Price corrections on its way?

I believe poor demand for properties, higher interest rates and US slow down is significantly hurting real estate developers. I attended Bangalore Real Estate Expo on October 25 & 26 and unfortunately found poor response from :( My analyst friends in Mumbai told me that there were no bidders for MMRDA's Wadala Land and Railways properties as well. Investors believe property rates are too high in this uncertain and slowing economy. Even IT/ITES firms, who are the biggest consumers of commercial properties, have reduced hiring by over 50% and not looking for newer properties. I believe there would be lower consumption of both residential and commercial properties in the next couple of years, much below the estimate of developers. This has already led to a miss match between demand and supply. Hence, prices has to come down if developers do not want to hold on to their properties (inventories) forever.

I spoke to several Tier-2 &3 developers at Bangalore Expo who admitted to reducing rates by Rs. 200-300 per sq. ft. on their properties in South Bangalore. Same was true with those who were launching projects in other areas of Bangalore. Many developers are offering freebies such as cars, plasma TV, and wood work. One developer was offering Honda Civic on his 1 crore+ property in Electronic City! Big boys like Mantri Realty and Brigade haven't lowered the prices till date.
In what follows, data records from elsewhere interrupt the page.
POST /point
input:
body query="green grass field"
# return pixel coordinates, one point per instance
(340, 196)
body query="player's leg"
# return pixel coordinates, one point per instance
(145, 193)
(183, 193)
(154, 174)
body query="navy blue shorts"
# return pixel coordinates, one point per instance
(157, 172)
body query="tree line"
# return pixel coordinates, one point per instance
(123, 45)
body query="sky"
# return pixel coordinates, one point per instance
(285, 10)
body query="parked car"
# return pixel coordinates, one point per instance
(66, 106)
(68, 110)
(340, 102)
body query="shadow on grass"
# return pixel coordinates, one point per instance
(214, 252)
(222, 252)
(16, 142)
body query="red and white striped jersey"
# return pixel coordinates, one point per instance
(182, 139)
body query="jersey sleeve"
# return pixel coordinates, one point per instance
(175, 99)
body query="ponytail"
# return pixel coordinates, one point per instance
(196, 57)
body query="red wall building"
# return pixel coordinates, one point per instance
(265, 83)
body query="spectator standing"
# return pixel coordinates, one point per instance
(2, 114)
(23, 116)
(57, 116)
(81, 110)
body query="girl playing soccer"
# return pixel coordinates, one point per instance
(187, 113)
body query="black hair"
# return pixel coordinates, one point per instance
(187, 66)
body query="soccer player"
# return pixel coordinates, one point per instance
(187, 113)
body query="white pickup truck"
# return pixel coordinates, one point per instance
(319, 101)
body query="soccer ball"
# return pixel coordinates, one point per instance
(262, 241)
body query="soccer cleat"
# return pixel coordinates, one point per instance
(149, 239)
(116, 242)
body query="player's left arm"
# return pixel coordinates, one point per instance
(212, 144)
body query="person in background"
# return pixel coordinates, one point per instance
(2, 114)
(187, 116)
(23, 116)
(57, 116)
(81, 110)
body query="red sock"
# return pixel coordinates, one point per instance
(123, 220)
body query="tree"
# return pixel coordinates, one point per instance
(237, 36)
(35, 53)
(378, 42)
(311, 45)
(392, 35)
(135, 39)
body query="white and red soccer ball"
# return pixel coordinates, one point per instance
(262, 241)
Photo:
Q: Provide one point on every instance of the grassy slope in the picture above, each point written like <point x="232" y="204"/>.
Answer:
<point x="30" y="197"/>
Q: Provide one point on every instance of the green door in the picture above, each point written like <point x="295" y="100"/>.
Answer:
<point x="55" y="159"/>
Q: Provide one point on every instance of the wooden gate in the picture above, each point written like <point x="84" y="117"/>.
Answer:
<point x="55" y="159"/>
I spoke with an analyst in Mumbai who said property prices have already come down by 5% in some areas but not everwhere. He said the market should see many distressed assets in near future as many of youngsters are fully leveraged and if they see any cut in salary or loose job, it would be difficult for them to servive. This will be another harsh reality if there is slowdown in our economy or corporates trim employees in future.

Another important factor that I would like to discuss is the financial condition of real estate developers. Most of them are over leveraged i.e. have huge amount of debt that they raised to fund their aggressive growth. Nobody even in his wildest dream would have imagined of this bleak scenario a year back, when our developers were busy planning and launching projects after projects. With the slowdown in the demand, developers will face severe pressure to honor their interest payments on debt. They have to trigger the demand by lowering prices in this higher interest rate environment, if they do not want to default on the payments. However, big firms so far
have resisted the idea of lowering prices. I find this strategy quite strange because this might aggravate the situation even further. They are willing to hold on to inventories with high cost debts , hoping markets to improve further. But once they start defaulting on debt payouts they will have to offload or dump the inventory in the markets leading to chain reaction and a overall loss of confidence.